Didalam UU tentang Desa ini disebutkan bahwa penggunaan dana desa dibagi menjadi dua. Pertama dana untuk pemerintahan desa, seperti gaji pegawai dan adminustrasi. Dan dana desa untuk pelayanan umum.
Menurur UU tersebut, alokasi dana desa untuk operasional pemerintahan desa sebesar 30 persen dan untuk pelayanan umum seperti pemberdayaan masyarakat, pembangunan sarana prasarana, dll itu sebesar 70 persen.
Bayangkan oleh kita, kalau dana tersebut direlaisasikan dengan benar mungkin masyarakat akan sejahtera. Jadi kita harus memastikan bahwa dana desa benar-benar direlisasikan 70 persen untuk pelayanan mayarakat.
Bagaimaa cara menghitungnya,? Misal di suatu desa tertentu anggaran desanya sebesar 500 juta, maka kita hitung oleh kita 70 persen dari 500 juta itu berapa,? Maka anggaran untuk pelayanan masyarakat sebesar 350 juta.
Lalu dana desa yang 70 persen itu untuk apa saja sih,? Baik, akan saya jelaskan. Jadi menurut UU Desa, anggaran dana desa digunakan untuj dua sub pelayanan yaitu prioritas dan non prioritas.
Nah, poin-poinnya jelas dalam undang-undang tersebut, bahwa dana desa diprioritaskan untuk kebutuhan dasar misalnya pengembangan pos kesehatan anak, pengelolaan dan pembinaan posyandu, dan pembinaan pengelolaan pendidikan PAUD. Sudah adakah fasilitas tersebut di kampung kita?
Pelayanan priortas lainnya adalah pembangunan sarana dan prasarana seperti jalan kampung dll.

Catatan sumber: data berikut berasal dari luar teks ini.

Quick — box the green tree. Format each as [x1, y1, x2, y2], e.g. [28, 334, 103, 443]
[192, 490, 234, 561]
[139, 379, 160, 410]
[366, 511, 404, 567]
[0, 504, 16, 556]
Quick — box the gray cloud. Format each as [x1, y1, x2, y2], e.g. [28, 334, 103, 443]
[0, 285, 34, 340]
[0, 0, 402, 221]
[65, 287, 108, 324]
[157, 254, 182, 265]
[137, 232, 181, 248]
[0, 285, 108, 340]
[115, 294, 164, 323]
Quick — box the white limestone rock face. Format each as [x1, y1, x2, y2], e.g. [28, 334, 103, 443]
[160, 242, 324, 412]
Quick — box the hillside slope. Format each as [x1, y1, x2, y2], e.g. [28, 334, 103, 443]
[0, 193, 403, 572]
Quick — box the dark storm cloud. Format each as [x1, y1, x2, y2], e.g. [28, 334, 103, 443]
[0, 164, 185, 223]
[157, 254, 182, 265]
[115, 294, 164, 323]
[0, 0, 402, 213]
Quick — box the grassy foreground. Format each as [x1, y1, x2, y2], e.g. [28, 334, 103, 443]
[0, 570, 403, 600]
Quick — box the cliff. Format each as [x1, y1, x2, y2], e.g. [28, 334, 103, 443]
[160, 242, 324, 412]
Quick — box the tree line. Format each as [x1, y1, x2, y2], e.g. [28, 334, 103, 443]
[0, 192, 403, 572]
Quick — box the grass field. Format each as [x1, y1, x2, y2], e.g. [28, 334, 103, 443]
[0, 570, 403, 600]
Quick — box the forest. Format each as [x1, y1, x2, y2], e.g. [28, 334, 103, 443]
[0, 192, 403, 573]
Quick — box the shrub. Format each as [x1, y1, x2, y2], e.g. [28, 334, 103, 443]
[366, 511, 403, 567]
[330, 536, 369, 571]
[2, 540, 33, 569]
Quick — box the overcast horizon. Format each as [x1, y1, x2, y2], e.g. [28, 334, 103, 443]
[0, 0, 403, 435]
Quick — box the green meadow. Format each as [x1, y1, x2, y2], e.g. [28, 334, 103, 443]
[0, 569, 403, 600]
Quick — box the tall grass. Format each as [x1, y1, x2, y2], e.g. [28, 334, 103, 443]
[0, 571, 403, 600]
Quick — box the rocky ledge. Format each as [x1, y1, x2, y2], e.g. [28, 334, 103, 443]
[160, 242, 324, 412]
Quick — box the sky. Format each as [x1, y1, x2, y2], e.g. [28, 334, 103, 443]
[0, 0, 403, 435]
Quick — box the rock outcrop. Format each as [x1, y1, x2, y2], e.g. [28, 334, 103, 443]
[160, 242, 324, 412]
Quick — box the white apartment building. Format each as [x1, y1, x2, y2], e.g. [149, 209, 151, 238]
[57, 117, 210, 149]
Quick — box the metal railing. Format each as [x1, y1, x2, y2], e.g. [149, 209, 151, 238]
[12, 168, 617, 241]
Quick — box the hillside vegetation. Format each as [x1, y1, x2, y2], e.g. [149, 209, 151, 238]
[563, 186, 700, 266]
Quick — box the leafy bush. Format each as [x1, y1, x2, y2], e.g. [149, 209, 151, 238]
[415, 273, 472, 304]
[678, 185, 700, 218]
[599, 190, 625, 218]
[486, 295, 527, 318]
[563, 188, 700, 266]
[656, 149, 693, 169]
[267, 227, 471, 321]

Terkahir dana desa juga diprioritaskan untuk pengembangan potensi ekonomi lokal guna meningkatkan kapasitas masyarakat.
Terkait pekayanan prioritas tersebut untuk lebih jelasnya silahkan baca agar kita menjadi rakyat cerdas. Saya hanya menjabarkan garis besarnya saja, semoga bermanfaat.